Thandolwethu Mnyaka

Personal information
- Born: 15 January 1993 (age 33) Middledrift, Cape Province, South Africa

Domestic team information
- 2013–2017: Border
- 2016: Warriors
- 2017–2018: Northern Cape
- 2018–2021: Free State
- 2019: Knights
- 2021–: Border
- First-class debut: 31 January 2013 Border v Easterns
- List A debut: 13 October 2013 Border v Free State

Career statistics
| Competition | FC | LA | T20 |
| Matches | 68 | 31 | 31 |
| Runs scored | 1,109 | 199 | 70 |
| Batting average | 15.61 | 10.47 | 7.77 |
| 100s/50s | 0/5 | 0/0 | 0/0 |
| Top score | 80 | 45 | 34 |
| Balls bowled | 8,154 | 1,151 | 533 |
| Wickets | 175 | 36 | 28 |
| Bowling average | 27.16 | 26.13 | 23.35 |
| 5 wickets in innings | 4 | 0 | 1 |
| 10 wickets in match | 0 | 0 | 0 |
| Best bowling | 5/14 | 4/18 | 5/23 |
| Catches/stumpings | 22/0 | 2 | 2 |
- Source: CricketArchive (subscription required), 5 October 2021

= Thandolwethu Mnyaka =

South African cricketer (born 1993)

Thandolwethu Mnyaka (born 15 January 1993) is a South African cricketer who plays for the Border. He was the leading wicket-taker in the 2017–18 Sunfoil 3-Day Cup for Northern Cape, with 20 dismissals in eight matches.
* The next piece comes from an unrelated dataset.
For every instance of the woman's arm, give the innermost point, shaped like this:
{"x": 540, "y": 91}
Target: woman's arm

In September 2018, Mnyaka was named in Free State's squad for the 2018 Africa T20 Cup. He was the leading wicket-taker for Free State in the 2018–19 CSA 3-Day Provincial Cup, with 21 dismissals in seven matches. In September 2019, he was named in Free State's squad for the 2019–20 CSA Provincial T20 Cup.